Mart was trying to remember. “May I leave the room?” he mumbled.
“You sure can,” his father answered. They smiled at one another. Mart felt better again. He would remember what to say.
He felt strange going into the schoolhouse alone the next morning. All eyes were watching as Miss Knickerson told him where to put his dinner pail and showed him where to sit. Mart wished someone would say something kind to him, but everyone was quiet, so, he sat down and tried to make himself small and quiet.
He noticed that his desk had a crack about as wide as his thumb running all the way across the top. The imperfection bothered him. He wondered if it might be some sort of punishment being imposed upon him.

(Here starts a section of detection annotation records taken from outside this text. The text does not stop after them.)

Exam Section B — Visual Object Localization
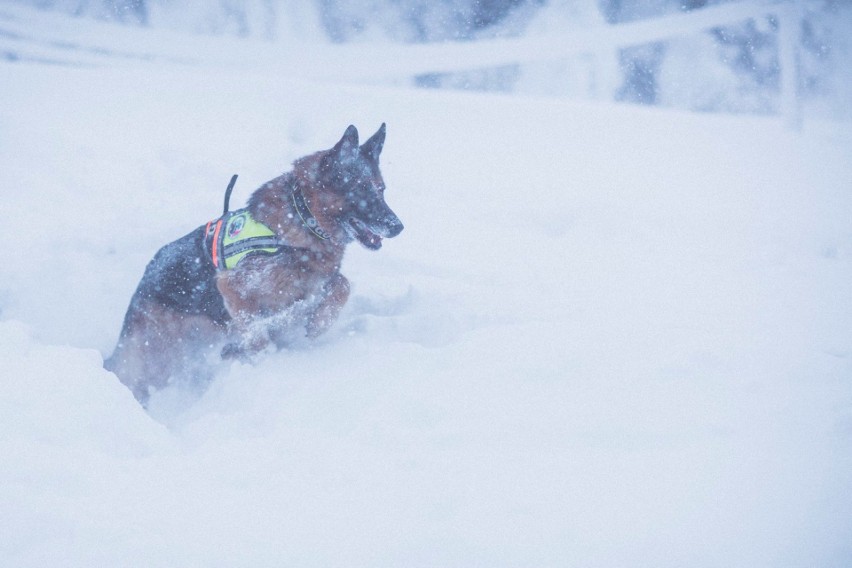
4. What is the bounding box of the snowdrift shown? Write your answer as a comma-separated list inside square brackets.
[0, 8, 852, 567]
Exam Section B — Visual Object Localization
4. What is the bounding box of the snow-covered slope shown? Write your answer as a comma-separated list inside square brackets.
[0, 2, 852, 567]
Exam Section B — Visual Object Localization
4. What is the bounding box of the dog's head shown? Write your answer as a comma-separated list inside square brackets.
[317, 123, 403, 250]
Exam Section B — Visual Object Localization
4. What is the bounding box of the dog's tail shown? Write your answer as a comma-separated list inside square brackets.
[222, 174, 238, 216]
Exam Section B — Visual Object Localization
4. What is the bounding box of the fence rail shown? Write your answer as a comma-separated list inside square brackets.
[0, 0, 802, 127]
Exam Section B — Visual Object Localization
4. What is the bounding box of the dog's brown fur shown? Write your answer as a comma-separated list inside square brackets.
[105, 124, 403, 403]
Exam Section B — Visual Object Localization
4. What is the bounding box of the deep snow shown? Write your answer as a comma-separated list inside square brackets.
[0, 2, 852, 567]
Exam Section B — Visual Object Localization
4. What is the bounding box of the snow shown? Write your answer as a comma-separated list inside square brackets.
[0, 5, 852, 567]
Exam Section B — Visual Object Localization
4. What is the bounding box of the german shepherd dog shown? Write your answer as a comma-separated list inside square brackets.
[104, 124, 403, 406]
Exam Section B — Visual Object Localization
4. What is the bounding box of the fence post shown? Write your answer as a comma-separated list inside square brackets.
[776, 1, 802, 131]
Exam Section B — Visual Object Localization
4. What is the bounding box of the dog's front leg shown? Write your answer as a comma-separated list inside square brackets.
[305, 272, 349, 338]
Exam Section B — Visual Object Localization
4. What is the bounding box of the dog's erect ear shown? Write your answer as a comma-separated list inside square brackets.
[331, 124, 358, 162]
[361, 122, 385, 162]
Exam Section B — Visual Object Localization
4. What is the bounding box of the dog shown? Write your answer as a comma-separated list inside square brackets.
[104, 123, 403, 406]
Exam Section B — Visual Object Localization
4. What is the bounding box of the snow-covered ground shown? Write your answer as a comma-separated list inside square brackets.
[0, 2, 852, 567]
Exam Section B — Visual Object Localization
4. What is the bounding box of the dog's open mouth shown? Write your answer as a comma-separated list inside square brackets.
[346, 217, 382, 250]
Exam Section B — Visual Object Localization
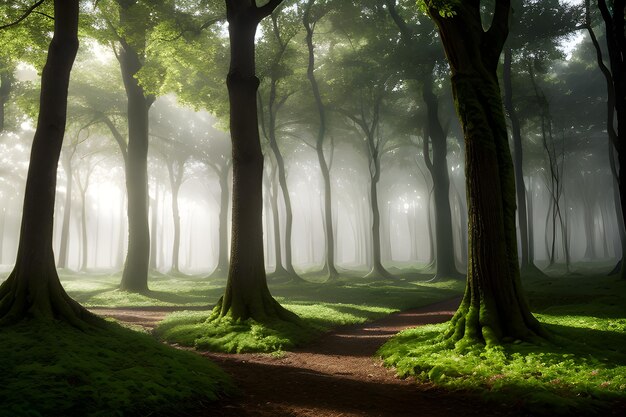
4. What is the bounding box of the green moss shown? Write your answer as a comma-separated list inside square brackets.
[379, 276, 626, 415]
[0, 321, 232, 416]
[155, 303, 404, 353]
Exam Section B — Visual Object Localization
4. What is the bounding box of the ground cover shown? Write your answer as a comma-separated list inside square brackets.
[154, 270, 462, 353]
[378, 268, 626, 414]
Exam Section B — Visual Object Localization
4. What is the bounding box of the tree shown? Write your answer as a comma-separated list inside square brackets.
[424, 0, 547, 345]
[586, 0, 626, 280]
[259, 11, 302, 282]
[302, 0, 339, 280]
[214, 0, 297, 321]
[0, 0, 99, 328]
[385, 0, 460, 279]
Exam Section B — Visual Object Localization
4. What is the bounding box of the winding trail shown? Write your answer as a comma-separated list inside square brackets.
[92, 298, 522, 417]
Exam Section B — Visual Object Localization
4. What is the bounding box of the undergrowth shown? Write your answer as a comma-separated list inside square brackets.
[154, 303, 397, 353]
[0, 321, 232, 417]
[378, 276, 626, 415]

Miss Knickerson showed him how to make letters and told him what they were. Then she made him say them over and over and had him write them again and again in his tablet. He wondered if she thought he couldn’t understand very well. He started to ask, but she put here finger to her lips and went, “Shhh,” so Mart kept on making the letters and tried not to let his pencil poke through the paper where it lay over the crack in his desk.
Every morning after the bell rang, they all stood and said the Pledge of Allegiance and then sang songs. At first, Mart didn’t know the words, but he moved his mouth and held his hand over his heart during the flag salute, and no one said anything about it. Then while the group sang God Bless American, Juanita, and Old Folks at Home, he just looked about shyly and didn’t move his mouth unless he knew someone was looking at him.
He spent a lot of time making rather sloppy letters and filled page after page with nothing but his name. He wished Miss Knickerson would teach him to read, but she never said anything about it. Mart was worried. He had been in school almost two weeks now.
One day after they had sung their songs, Miss Knickerson gave a little speech. She told the boys and girls that they had been saying words they shouldn’t ever say. Mart wondered if she had heard him talking with Orrie Fenster behind the coal shed. She went on: “There is not a word called ain’t.” Mart was shocked. “Now none of us should say a word that isn’t really a word. Do you see this box? It is an ain’t box. Now if anyone hears another person say ain’t, he should write that person’s name on a slip of paper and put it in the box. In a month I’ll check and see what must be done.”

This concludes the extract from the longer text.